Assessments of model predictive capacity, however, revealed that the performance of the
two mortality RSF models were variable. Using out-of-sample withheld mortality testing
locations (n = 50) we found that the mortality versus random model had less predictive support
(D = 0.600 ±0.267, p = 0.024) than the mortality versus radiotelemetry model (D = 1.0, p
<0.001). This suggests that it is important to consider a comparison that is relevant to where
animals are likely to be in the first place (conditional probability). Given the greater predictive
capacity of the mortality and radiotelemetry RSF model, we generated an index of exposure from
the habitat selection model above and the mortality/radiotelemetry model. This model appeared
to reduce the regions of over-prediction for those habitats that bears infrequent and would
therefore be at less risk than an area used frequently (all other factors held constant, e.g., road
density).
6. Suggestions, limitations and conclusions
We suggest that coefficients herein may be useful for regional land-use planning and
cumulative effects assessments. We caution users, however, to realize that these estimated
coefficients are quite generalized to the actual habitat selection processes occurring. We have
previously found for nearby populations that selection varies substantially between individuals
(Nielsen et al. 2002a) and among seasons at scales as small as one month (Nielsen et al. 2003a).

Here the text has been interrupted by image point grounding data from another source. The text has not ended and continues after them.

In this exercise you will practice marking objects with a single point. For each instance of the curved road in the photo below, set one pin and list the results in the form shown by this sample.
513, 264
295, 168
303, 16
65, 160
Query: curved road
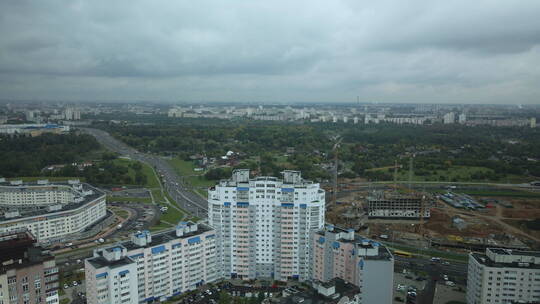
172, 182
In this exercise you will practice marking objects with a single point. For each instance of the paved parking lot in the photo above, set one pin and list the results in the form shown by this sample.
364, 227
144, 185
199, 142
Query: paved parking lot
408, 280
445, 294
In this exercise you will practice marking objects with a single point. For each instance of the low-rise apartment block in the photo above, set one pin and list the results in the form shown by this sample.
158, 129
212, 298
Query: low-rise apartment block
503, 276
28, 274
339, 253
153, 267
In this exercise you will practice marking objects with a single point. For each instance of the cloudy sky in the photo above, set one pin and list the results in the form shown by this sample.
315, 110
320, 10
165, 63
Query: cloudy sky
477, 51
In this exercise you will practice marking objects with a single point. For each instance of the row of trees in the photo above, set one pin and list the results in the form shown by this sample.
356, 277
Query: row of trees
27, 156
503, 150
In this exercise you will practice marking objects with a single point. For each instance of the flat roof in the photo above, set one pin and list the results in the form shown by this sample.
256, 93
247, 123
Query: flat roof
383, 252
486, 261
515, 252
100, 261
97, 193
167, 236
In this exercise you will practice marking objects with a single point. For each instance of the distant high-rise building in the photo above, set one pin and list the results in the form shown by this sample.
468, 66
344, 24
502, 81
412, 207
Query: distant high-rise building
339, 253
71, 113
27, 273
263, 225
462, 118
449, 118
503, 276
30, 115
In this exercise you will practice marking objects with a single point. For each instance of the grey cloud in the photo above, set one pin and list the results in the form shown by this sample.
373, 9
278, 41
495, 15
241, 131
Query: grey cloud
263, 50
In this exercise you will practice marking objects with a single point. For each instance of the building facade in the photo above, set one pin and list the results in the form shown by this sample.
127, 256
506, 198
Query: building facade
27, 274
154, 267
51, 212
263, 225
339, 253
503, 276
383, 205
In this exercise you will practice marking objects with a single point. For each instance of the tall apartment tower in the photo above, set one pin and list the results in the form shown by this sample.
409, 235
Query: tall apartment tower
27, 274
503, 276
263, 225
449, 118
339, 253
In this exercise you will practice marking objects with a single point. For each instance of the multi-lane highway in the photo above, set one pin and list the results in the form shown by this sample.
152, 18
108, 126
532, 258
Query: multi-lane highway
457, 272
172, 182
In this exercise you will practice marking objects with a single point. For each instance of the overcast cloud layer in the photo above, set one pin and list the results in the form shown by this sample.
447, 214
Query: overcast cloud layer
248, 50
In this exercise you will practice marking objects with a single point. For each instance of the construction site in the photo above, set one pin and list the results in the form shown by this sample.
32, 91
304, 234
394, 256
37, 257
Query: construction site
420, 217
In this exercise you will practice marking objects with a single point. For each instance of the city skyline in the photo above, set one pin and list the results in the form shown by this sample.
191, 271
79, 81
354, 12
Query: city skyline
435, 52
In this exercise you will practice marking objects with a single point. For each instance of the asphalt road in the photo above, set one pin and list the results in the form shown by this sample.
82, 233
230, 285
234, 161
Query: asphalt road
457, 272
172, 182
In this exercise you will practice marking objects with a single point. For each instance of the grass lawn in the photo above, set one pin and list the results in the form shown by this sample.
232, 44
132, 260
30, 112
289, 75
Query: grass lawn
193, 178
151, 179
64, 301
183, 167
121, 213
158, 197
159, 227
172, 215
454, 173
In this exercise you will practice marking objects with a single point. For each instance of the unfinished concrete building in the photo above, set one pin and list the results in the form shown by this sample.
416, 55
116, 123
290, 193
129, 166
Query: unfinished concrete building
397, 206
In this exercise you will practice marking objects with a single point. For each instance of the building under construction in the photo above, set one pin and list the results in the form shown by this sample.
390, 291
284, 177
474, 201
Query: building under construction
398, 206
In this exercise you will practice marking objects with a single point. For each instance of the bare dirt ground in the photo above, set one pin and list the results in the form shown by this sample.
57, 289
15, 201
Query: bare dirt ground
480, 224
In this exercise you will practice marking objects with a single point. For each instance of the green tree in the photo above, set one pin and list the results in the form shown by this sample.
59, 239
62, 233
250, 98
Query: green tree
224, 298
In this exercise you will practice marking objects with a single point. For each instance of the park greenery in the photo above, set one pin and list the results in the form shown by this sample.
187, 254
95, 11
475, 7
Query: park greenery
445, 153
72, 155
28, 156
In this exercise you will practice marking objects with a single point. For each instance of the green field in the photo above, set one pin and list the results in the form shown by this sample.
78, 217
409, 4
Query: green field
192, 178
151, 179
172, 215
454, 173
183, 167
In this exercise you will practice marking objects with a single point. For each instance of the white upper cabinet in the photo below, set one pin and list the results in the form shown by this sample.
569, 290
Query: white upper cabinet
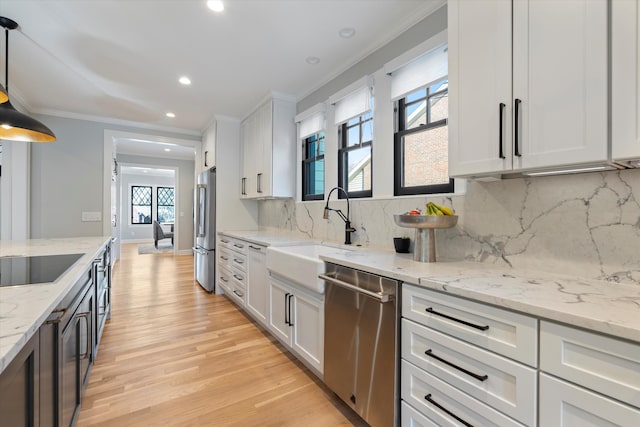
527, 85
269, 154
625, 80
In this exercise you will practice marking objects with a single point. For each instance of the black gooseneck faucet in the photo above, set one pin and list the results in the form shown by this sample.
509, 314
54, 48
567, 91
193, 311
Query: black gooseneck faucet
348, 229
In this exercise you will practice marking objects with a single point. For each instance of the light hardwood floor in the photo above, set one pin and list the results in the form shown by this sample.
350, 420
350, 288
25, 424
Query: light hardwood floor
174, 355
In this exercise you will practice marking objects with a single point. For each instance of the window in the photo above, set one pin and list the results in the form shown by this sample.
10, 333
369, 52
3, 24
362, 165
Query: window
166, 204
354, 155
421, 142
313, 167
140, 205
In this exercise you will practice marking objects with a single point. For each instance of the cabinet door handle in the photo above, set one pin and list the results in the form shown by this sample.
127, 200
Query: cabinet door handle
459, 368
429, 399
516, 128
61, 312
85, 316
289, 309
464, 322
286, 311
501, 134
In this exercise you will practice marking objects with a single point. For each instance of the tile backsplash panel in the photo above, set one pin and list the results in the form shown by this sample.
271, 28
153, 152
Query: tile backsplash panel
586, 225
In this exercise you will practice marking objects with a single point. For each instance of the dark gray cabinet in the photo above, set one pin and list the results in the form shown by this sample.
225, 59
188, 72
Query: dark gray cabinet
19, 388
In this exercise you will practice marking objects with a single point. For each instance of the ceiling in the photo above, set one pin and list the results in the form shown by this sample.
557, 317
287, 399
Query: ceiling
121, 59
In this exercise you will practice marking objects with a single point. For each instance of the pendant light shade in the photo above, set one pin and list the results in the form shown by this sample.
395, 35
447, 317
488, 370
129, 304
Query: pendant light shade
14, 125
4, 97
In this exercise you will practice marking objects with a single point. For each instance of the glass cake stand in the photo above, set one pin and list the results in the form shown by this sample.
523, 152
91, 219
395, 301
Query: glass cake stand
425, 225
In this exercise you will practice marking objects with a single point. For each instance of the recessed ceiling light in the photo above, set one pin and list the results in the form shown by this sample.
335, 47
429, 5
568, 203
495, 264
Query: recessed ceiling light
347, 33
215, 5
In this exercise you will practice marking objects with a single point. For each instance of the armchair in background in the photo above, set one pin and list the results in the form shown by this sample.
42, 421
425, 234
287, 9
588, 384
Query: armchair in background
159, 234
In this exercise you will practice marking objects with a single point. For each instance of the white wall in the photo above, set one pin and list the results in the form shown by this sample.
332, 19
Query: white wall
129, 231
67, 177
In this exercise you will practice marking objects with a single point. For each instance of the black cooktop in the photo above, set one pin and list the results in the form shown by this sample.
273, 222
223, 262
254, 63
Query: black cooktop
34, 269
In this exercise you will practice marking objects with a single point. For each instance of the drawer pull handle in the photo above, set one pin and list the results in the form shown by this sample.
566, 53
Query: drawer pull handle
445, 410
453, 365
432, 311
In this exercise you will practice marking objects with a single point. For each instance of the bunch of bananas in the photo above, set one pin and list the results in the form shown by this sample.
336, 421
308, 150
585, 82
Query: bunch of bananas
433, 209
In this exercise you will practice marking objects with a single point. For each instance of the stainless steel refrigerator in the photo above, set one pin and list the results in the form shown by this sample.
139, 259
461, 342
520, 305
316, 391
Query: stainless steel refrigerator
205, 229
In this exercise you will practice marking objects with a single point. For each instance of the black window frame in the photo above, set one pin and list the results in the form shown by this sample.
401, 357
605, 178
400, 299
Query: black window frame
150, 205
398, 149
309, 158
344, 149
158, 201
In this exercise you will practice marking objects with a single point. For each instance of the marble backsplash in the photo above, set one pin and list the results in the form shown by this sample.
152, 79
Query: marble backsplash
587, 225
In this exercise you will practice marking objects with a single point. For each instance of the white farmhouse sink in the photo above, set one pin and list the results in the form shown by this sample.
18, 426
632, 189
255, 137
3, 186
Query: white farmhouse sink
301, 264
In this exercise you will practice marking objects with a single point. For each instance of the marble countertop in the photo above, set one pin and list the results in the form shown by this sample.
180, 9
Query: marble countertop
267, 238
607, 307
24, 308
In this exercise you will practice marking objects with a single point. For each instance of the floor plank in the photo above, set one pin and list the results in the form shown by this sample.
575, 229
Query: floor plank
174, 355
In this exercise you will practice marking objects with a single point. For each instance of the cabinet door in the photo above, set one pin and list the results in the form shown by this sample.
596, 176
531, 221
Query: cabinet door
566, 405
69, 372
308, 329
19, 388
257, 286
279, 296
479, 86
264, 149
560, 77
625, 80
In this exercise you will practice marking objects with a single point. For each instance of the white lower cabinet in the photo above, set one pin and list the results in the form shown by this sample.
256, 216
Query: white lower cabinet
566, 405
296, 317
462, 361
495, 380
445, 404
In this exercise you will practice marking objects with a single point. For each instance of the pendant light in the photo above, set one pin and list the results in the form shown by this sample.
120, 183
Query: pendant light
14, 125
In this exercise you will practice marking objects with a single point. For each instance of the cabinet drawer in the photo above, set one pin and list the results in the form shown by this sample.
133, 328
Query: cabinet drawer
495, 380
224, 257
233, 244
444, 404
409, 417
563, 404
601, 363
509, 334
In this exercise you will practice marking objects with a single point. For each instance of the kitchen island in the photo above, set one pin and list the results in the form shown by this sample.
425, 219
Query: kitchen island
24, 308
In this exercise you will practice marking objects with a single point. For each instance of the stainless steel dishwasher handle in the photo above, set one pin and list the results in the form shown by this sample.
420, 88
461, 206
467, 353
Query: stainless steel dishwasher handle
378, 296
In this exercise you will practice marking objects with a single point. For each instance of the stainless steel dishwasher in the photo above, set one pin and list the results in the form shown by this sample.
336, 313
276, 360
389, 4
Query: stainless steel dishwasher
361, 342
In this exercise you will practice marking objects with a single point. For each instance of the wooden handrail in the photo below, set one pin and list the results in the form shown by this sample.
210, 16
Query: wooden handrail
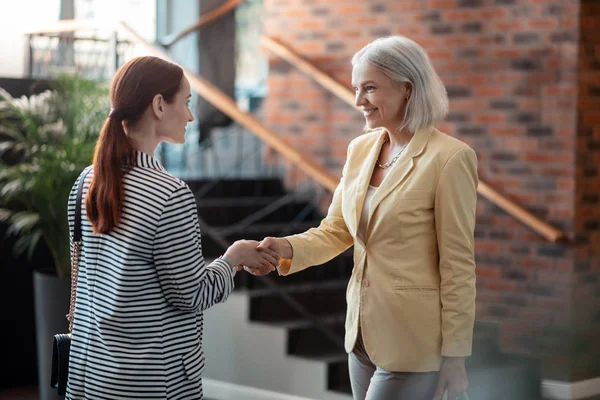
309, 69
228, 106
72, 25
203, 20
542, 227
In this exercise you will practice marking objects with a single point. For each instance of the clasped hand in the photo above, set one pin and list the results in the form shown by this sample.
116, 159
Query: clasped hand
260, 258
256, 259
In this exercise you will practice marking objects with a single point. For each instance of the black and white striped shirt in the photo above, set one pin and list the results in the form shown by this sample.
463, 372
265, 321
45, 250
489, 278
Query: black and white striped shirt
141, 292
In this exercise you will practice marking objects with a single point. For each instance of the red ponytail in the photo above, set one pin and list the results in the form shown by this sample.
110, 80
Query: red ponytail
133, 88
104, 201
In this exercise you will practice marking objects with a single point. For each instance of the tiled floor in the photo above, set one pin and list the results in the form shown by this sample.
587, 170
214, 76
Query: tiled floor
26, 393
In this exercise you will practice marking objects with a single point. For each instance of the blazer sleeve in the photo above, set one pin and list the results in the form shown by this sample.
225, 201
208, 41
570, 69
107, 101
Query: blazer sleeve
455, 203
186, 281
319, 245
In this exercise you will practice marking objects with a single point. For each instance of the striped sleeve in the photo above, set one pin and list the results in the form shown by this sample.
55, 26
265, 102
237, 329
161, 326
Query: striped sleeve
186, 281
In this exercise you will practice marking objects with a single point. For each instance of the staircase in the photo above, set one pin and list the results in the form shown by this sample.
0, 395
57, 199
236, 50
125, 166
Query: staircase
493, 375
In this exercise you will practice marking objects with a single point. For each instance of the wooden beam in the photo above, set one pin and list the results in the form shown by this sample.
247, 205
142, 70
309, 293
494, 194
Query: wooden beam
227, 105
72, 25
203, 20
514, 209
277, 48
344, 93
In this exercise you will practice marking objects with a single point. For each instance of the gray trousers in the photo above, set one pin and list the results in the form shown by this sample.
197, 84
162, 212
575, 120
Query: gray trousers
370, 382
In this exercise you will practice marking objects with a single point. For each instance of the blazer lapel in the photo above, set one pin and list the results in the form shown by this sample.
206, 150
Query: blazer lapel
401, 169
364, 177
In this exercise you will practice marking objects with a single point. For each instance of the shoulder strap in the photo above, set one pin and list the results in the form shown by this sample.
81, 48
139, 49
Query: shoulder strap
77, 221
77, 243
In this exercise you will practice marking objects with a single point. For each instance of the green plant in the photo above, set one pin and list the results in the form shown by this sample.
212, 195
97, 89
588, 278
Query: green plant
46, 140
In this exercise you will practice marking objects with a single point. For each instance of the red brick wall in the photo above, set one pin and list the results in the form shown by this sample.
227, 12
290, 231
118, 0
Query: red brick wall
512, 73
586, 360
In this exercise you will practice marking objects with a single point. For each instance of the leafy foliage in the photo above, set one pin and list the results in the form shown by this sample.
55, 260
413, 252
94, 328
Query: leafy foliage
46, 140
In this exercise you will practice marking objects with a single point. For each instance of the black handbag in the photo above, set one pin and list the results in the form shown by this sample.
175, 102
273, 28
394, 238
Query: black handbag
61, 344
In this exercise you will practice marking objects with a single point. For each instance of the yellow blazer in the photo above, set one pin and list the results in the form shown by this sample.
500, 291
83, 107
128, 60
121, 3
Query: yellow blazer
412, 290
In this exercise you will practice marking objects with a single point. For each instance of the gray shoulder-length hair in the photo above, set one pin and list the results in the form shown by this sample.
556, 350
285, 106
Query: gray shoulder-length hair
403, 60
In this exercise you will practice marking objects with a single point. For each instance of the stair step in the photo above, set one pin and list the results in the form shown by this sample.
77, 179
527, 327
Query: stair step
236, 187
273, 308
211, 248
228, 211
507, 378
299, 323
309, 341
301, 287
338, 269
267, 229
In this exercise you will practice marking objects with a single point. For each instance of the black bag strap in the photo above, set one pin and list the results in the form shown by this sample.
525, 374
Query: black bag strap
77, 244
77, 226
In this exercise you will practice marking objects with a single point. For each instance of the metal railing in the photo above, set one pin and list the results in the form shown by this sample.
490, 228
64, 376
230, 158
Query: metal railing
308, 182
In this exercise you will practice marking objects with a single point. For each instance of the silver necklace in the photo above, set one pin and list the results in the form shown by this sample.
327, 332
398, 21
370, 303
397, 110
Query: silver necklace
390, 163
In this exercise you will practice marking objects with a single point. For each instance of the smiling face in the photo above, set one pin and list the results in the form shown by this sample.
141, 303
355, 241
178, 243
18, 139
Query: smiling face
382, 101
176, 115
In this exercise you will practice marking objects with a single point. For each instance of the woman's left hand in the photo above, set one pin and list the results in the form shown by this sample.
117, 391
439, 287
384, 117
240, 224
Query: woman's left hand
453, 378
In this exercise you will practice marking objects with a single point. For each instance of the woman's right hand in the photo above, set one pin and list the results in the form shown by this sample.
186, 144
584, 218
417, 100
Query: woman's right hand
248, 253
279, 245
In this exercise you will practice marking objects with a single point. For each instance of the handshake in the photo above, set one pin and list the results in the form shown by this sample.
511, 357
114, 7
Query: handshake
258, 258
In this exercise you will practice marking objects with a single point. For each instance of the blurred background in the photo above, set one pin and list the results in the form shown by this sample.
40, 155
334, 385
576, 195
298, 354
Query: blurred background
274, 116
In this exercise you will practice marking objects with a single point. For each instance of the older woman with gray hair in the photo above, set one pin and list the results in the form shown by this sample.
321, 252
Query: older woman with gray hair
406, 201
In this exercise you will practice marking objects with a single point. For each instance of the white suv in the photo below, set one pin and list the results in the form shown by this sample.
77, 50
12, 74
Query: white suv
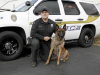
82, 20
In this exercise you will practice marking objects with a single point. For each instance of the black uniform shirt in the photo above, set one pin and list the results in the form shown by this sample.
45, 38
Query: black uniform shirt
40, 29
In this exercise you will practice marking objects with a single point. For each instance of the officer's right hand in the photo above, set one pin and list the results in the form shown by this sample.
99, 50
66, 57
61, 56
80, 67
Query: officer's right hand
46, 38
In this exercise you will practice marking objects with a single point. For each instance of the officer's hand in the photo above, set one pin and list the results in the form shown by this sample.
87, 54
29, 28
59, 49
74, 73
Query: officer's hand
46, 38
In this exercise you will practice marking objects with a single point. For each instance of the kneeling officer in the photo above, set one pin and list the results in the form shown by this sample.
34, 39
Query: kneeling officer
41, 31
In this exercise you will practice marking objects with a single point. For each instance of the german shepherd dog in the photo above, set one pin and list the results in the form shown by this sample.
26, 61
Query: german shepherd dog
58, 39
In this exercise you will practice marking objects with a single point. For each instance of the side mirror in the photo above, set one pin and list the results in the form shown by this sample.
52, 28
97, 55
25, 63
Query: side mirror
28, 3
36, 12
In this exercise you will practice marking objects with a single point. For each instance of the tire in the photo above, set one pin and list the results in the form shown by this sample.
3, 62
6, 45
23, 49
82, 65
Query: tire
11, 45
86, 38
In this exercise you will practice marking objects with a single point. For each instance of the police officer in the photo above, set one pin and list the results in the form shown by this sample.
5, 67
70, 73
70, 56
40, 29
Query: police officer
41, 32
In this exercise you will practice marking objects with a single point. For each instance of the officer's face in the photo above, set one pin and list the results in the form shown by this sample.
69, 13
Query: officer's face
44, 14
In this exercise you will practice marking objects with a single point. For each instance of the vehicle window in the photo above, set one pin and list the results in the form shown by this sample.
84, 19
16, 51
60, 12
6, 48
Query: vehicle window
70, 8
90, 9
52, 7
22, 7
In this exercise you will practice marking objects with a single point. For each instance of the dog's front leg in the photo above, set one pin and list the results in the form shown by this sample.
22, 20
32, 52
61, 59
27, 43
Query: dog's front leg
49, 56
58, 61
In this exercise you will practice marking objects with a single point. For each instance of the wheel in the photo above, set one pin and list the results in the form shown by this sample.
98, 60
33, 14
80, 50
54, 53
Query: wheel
11, 45
86, 38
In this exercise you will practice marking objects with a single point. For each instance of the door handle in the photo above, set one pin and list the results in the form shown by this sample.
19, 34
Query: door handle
58, 20
80, 19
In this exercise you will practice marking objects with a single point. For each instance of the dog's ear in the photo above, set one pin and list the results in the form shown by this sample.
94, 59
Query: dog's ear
64, 27
57, 27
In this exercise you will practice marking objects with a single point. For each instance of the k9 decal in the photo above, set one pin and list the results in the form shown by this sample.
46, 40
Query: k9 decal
71, 28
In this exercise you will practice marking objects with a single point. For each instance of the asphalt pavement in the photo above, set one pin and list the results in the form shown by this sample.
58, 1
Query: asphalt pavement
82, 61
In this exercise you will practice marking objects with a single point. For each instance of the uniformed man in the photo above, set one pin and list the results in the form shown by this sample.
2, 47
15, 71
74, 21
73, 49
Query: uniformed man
41, 32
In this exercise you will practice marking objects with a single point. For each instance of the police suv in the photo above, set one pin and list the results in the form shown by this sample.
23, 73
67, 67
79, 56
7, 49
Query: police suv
82, 20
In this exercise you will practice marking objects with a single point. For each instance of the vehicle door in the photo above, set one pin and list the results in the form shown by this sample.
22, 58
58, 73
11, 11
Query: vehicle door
73, 17
53, 8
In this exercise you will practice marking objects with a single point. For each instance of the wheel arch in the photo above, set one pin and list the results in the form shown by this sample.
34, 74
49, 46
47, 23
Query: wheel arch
18, 30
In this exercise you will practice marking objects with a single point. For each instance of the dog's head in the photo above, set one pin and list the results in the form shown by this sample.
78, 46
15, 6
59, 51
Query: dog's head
60, 32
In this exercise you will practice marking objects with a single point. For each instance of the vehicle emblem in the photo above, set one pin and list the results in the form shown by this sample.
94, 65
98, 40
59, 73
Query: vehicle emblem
13, 18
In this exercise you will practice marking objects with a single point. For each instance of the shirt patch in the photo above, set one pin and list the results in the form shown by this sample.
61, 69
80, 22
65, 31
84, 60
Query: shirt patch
39, 26
51, 25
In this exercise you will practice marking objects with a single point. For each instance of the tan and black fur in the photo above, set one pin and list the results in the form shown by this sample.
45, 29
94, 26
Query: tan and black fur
58, 39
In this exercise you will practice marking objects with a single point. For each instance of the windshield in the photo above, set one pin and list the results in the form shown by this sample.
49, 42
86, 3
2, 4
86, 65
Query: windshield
22, 7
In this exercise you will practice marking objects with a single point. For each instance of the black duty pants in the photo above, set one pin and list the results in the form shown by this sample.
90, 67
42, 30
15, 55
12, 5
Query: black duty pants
44, 47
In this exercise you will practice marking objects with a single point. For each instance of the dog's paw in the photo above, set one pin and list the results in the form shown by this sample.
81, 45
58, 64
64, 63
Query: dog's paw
46, 63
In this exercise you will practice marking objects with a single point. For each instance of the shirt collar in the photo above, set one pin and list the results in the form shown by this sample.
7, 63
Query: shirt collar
43, 21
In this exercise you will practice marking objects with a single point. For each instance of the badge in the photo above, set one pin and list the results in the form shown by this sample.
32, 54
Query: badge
51, 25
13, 18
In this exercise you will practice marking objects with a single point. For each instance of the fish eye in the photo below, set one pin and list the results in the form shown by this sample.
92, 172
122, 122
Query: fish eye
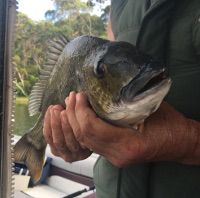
101, 70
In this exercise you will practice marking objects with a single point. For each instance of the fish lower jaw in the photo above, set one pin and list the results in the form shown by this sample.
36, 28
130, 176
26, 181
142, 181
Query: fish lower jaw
141, 107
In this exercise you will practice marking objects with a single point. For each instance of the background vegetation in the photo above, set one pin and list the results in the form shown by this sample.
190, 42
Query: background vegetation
71, 17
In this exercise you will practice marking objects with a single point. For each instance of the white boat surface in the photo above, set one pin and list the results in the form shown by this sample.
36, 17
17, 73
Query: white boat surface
65, 178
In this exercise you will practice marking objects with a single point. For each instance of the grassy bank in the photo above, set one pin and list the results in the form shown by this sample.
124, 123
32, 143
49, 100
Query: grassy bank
21, 100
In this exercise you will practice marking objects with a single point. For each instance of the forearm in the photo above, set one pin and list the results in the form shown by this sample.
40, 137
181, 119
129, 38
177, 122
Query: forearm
193, 154
172, 137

Selection behaviors are likely to further vary among years (Schooley 1994), as resources used by
grizzly bears are temporally dynamic at annual periods (e.g., berry productivity). Moreover, we
have found evidence that current remote-sensing and forest GIS-based vegetation maps (such as
those used in this report) may not reflect the habitats that grizzly bears perceive when selecting
resources (Nielsen et al. 2003a). Remote sensing and forest GIS layers relate more to the
perception and scale of resources that we find important for management and land-use planning,
not necessarily that of grizzly bears. Furthermore, current GIS data contain unknown
measurement and classification error. Despite possible limitations in GIS data and scale, we
found that models in this report were significantly predictive using out-of-sample (not out-oftime or out-of-space, however) testing data suggesting some useful correlation between GIS
variables used and either the occurrence or mortality of grizzly bears.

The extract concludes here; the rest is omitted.